Encoded URLs being improperly unencoded

One of the blogs I follow through NewsBlur is the SCOTUSBlog, and recently have had some issues with it having some encoded URLs that didn’t pass through NewsBlur properly.

Here’s an example: there was a story a couple of days ago with the URL http://www.scotusblog.com/2012/04/argument-preview-the-%e2%80%9coutside-salesman%e2%80%9d-exception-to-the-flsa%e2%80%99s-overtime-pay-requirement/ . Note the encoded characters (%80%9c)… if you copy that URL to the browser, it works. This story is still on the front page of the blog and you can see that that link works too, in an “a” tag.

But the link from NewsBlur was http://www.scotusblog.com/2012/04/argument-preview-the-â

1 Like

Shit. I just fixed this last week. It’s ridiculously complicated, because some URLs are already encoded, some are not, and I have to be able to figure them all out.

I think I’m missing something… There’s only a certain subset of characters allowed in a URL – hence the reason for encoding them. So it seems to me that if you see a character not in that subset, you should %-encode it; otherwise you should leave URLs alone. I don’t think NewsBlur should ever be in the position of decoding encoded characters, if that’s the URL in the feed contains them.

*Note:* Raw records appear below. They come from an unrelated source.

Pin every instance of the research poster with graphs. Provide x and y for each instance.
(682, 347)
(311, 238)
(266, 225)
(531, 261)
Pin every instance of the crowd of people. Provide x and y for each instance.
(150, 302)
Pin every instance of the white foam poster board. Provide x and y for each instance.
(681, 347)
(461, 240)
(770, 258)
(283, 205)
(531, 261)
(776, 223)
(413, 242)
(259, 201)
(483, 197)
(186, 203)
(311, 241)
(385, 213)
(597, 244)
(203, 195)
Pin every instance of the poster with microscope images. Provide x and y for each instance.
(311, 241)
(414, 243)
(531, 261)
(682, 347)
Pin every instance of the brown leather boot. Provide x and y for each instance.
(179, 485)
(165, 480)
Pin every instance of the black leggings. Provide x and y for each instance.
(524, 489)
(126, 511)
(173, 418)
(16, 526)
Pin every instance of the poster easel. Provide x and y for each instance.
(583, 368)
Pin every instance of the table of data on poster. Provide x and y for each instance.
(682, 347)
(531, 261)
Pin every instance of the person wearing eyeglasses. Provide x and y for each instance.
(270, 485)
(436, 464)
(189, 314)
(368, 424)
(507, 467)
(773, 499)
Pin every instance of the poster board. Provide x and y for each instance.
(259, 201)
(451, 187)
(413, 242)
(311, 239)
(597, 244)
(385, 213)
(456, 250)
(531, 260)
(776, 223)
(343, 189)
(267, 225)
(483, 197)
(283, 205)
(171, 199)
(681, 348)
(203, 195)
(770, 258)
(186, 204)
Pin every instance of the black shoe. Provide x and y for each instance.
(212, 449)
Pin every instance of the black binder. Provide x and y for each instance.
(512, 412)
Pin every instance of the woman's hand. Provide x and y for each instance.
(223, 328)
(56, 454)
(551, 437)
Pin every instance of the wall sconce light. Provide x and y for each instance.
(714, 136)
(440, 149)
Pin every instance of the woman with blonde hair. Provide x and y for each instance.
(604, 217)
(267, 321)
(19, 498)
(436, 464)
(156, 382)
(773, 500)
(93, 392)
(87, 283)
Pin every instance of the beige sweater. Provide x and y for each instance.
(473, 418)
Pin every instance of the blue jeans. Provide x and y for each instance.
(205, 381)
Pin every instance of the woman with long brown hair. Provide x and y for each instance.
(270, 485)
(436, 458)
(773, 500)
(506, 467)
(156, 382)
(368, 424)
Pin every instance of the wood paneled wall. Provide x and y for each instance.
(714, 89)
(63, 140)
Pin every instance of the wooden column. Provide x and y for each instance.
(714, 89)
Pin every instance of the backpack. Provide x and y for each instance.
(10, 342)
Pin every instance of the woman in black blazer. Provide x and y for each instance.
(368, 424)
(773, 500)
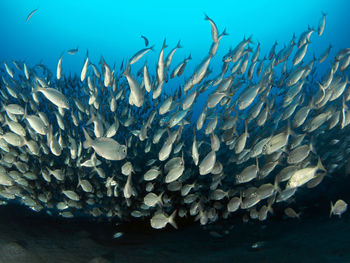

At least that’s how it seems to me.

By decoding them you are making assumptions about character sets, which the URL spec says is a no-no:

Where the local naming scheme uses octet values which are not allowed in the URL, these shall be represented in the URL by a percent sign “%” followed by two hexadecimal digits (0-9, A-F) giving the value for that octet. This specification makes no assumptions or requirements about the character sets, if any, referred to be the (decoded) octets a URL. Character codes other than those allowed by the syntax shall not be
used unencoded in a URL.

But… as I said, I’m sure I’m missing something, so I’m curious as to what. :slight_smile:

This is now fixed, but be on the lookout for other story permalinks that are broken. Argh, broken encoding (both urls and text/unicode) causes me headaches to no end.

1 Like

Awesome! It was even retroactive – that entry I highlighted above works now! Thank you! You’ve not yet made me regret giving you money. :slight_smile:

Glad to hear that. It was because I was using urllib.urlquote() in the view controller, which means the permalink is stored correctly in the DB, it was just massaged before being sent to the client. I’m too embarrassed to link to the github commit.